Now there are lots of parts of this research that are way over our heads, but the gist is the Suzanne used a model to systematically determine how much water was lost in parts of the US when beavers were eliminated. She challenged the work of those who said had said for years that the effect of their loss was minimal.
You know me, I can only understand the pictures to understand. This is an excellent break down of why beavers matter on the landscape. Use it to convince your hydrological skeptics. Suffice it to say that from a surface and ground water perspective beavers make things a lot more habitable and life supporting.
Separating out cause-and-effect relationships in fluvial systems is challenging because changes to their form and function are the result of many factors interacting over time and space. This chapter explored some of those factors in its examination of how EA beaver trapping altered the appearance and hydrologic behavior of stream systems and why the influence of beavers and beaver trapping were missed in the discipline of fluvial geomorphology until recently. It also examined how information gaps led to the development of relationships of process and form based on observations and measurements of channelized drainages and altered uplands that created conditions whereby water was rapidly shed from the landscape rather than stored and released slowly.

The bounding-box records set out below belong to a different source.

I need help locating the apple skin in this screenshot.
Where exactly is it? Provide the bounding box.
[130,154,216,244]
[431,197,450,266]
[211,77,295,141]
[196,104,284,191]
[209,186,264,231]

Given the magnitude of the historic changes and their hydrologic consequences, the scale of restoration and the rate at which it must occur is enormous if the impact of climate change on water availability, and the systems that depend on water, are to be minimized. Partnering with beavers to restore the water-holding capability of our stream corridors would rapidly dampen fluctuations in the abundance and scarcity of water and leave wild and human communities less vulnerable. Efforts will require broad public support and an integrated approach by State and Federal agencies given their respective areas of influence and impact. Scientists are in a position to help inform the discussions by sharing what we have learned about how past and current land uses affect the ability of the landscape to naturally store water for future use; however, our effectiveness will first require that we change the lens we have been looking through. Because the discipline of fluvial geomorphology has internalized and codified degraded systems as normal, our stream restoration efforts fall short. By placing these fluvial geomorphic relationships within their historic disturbance context, one that includes EA beaver trapping, new strategies, approaches, and partnerships emerge that are essential for restoration to successfully occur. This new lens reveals the essential role beavers play in this recovery process.
Basically the paper concludes with “you were all WRONG (And I’m looking at you Aldo & Luna) because you assumed a landscape stripped of beavers was the norm. Listen to what I’m saying because climate change is gonna knock the spit out of all of us. And beavers can help.”